In the middle of the room stood the newly elected mayor, laughing, glad-handing, and obviously dispensing words of considerable wisdom as well as witticisms and wisecracks. Her audience loved it. And showed it. She was the core of it all. She was the power, and around her in consecutive rings stood the others of power, the movers and the shakers, the wheelers and the dealers, the aristocracy of the city, bankers, consultants, property developers, lawyers, accountants. And the more powerful they were, the nearer they stood to the centre. And the nearer to the centre they stood, the more powerful they would be.

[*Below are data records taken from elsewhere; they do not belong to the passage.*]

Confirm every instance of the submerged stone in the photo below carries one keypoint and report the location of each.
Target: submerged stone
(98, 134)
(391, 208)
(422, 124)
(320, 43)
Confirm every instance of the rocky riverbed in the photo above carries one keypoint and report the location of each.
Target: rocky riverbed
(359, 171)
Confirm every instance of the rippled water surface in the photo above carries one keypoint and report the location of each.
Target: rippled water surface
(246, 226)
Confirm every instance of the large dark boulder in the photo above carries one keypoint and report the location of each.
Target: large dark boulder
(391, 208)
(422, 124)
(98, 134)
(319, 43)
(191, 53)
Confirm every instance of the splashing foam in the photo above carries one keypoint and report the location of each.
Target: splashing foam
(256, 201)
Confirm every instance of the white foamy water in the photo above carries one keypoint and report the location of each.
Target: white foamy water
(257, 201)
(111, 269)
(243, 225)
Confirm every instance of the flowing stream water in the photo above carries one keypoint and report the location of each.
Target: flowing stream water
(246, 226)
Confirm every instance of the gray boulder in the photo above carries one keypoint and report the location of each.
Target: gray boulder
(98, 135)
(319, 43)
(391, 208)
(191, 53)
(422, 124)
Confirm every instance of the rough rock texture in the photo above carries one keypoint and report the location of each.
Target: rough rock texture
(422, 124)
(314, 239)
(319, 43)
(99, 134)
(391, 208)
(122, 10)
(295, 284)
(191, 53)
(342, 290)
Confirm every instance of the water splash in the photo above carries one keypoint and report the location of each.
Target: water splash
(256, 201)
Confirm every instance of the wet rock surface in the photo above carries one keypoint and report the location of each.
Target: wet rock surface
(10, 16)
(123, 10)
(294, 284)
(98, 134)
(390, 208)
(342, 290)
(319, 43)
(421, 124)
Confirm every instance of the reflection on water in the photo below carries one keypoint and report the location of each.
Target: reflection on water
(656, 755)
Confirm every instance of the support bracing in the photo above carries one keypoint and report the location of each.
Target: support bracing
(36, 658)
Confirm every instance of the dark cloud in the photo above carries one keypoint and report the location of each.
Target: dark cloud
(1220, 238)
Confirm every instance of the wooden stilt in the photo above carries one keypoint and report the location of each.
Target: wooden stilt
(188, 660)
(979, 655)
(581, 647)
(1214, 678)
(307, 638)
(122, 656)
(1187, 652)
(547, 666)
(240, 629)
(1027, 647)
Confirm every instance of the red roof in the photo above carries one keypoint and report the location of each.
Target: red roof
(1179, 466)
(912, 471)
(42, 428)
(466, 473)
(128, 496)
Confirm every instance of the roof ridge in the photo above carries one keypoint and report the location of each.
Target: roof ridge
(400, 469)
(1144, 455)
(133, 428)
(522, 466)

And so they shoved and elbowed and muscled to get closer because if ever a mayor had won a landslide victory, it was this one. Her scorched earth campaigning, her ruthless exploitation/sympathetic understanding of local grievances and aspirations had guaranteed her acres and hours of coverage in both local and national media, attracted also by her stunning good looks and an ability rare in local government to answer difficult questions intelligently. And the electorate had responded with a massive “Yes” in a record turnout. She was, these thrusting, ambitious (and greedy, as some unkind souls would have it) dukes and duchesses and princes and princesses of the stock exchange kingdoms and hedge fund empires knew, the key to their greater wealth and success, and each one of them was determined that when this goddess woke up the next morning, theirs would be the name on her lips, they would be the one person she would be contacting to arrange lunch, and they would be chosen to sit at her right hand and to reflect her glory.
Slightly tipsy, rather hungry, and with only Sir Richard as company, Simon Tethers wondered why he was even there, why he had bothered to come to the celebration party. After all, the only power he had ever known was that of being able to extend the length of loan of a library book. And that power, according to a confidential report that he had seen only two weeks prior, was soon to be usurped by a machine. The rubber date stamp was soon to be dead-ended.
Later that evening, much later, lying post-coital in bed, cuddled up to her not very sober husband, the ceremonial chain of office draped lackadaisically over a chair, the mayor whispered in his drowsy ear, “God, they are all going to get a terrible shock when they discover we’re going to do it our way. And tell me dearest, how do you fancy your new title, Deputy Mayor Tethers?”